Don’t waste time – don’t stand alone by the wall or the bar waiting for someone to start a conversation with you.
Cultural Map:
Many Westerners, especially U.S. Americans, love talking about themselves. You could probably have an entire conversation based on one question and mirroring them. Use this to your advantage!
Many Westerners, especially U.S. Americans, are uncomfortable with silence. Ask an initial question and then mirror the person’s keywords. They will be happy to keep talking. However, be warned, Americans often share TMI (Too Much Personal Information). I’ll talk about this in another blog.
Westerners often ask “How are you?” or “How have you been?” They don’t really want to know how you feel or anything personal. If you answer this question too personally and give too much information, they may feel uncomfortable.
So when someone greets you by saying “How are you?” just respond with “I’m good, how are you?” or “Good, you?” A variation of “How are you?” could be “What’s up?” “What’s happening?” “What’s going on?” Again, these are not meant to be answered too seriously.
Five-Point Plan:
Arrive a little late and ensure the party has started.

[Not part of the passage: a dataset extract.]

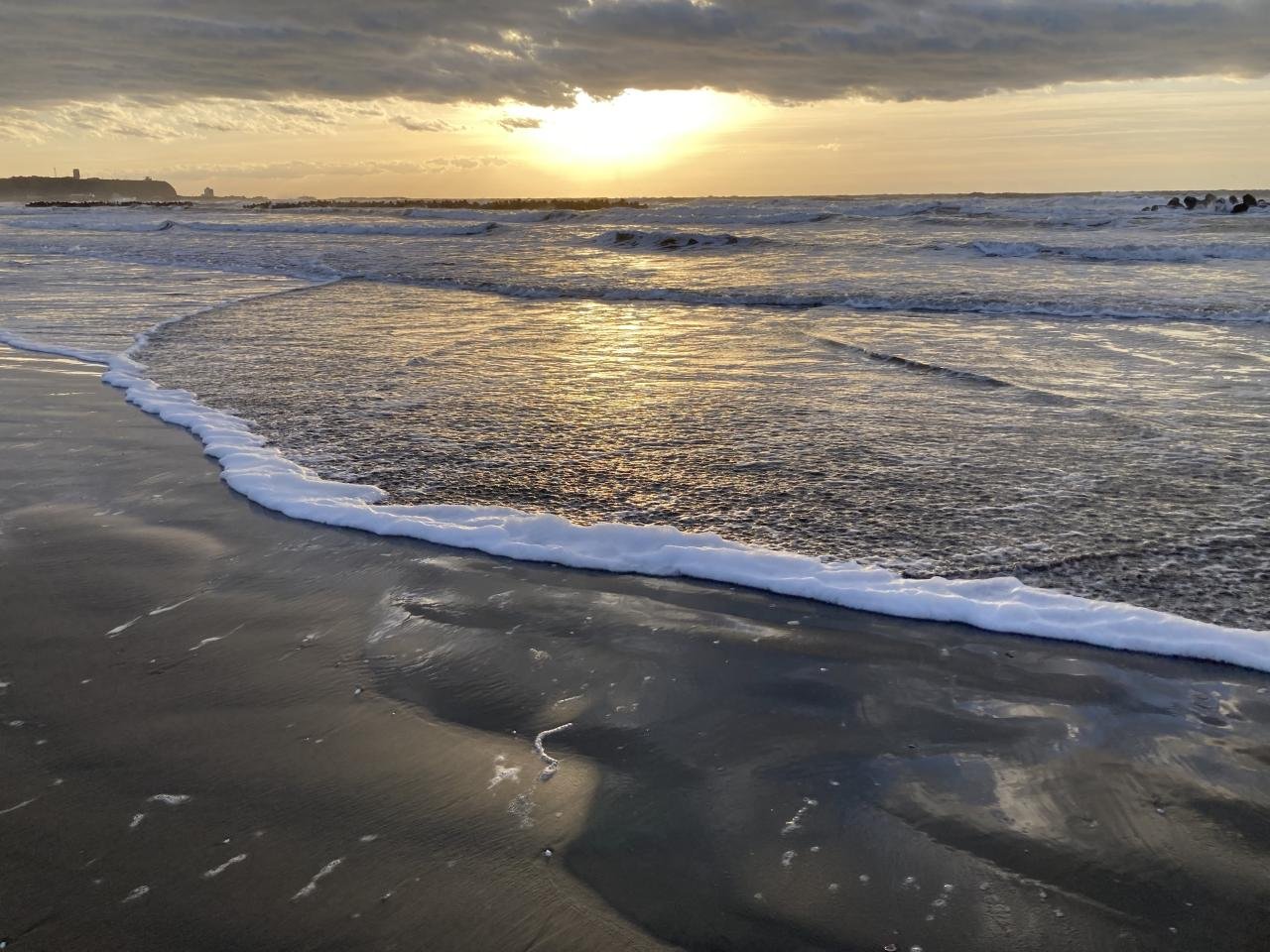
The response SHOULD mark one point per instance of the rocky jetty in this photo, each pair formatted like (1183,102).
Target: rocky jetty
(1234,204)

Survey the room for three to five minutes and identify three high-priority contacts you want to see at the event.
Warm up by speaking with someone you know and feel comfortable with. Only spend two to three minutes with this person.
Approach and greet the first high-priority contact person. Spend up to seven minutes with them and move on. Repeat this step with the other two high-priority contact people.
Get in all group pictures. Now your presence at the event is recorded in history! Then leave the party. Others will be too busy to notice when you’ve left.
With this 29-minute plan, you can make the most of your time, connect with important people, and leave feeling accomplished. And when you get home, you can watch your favorite K-drama and enjoy some pizza (no pineapple on the pizza please!)!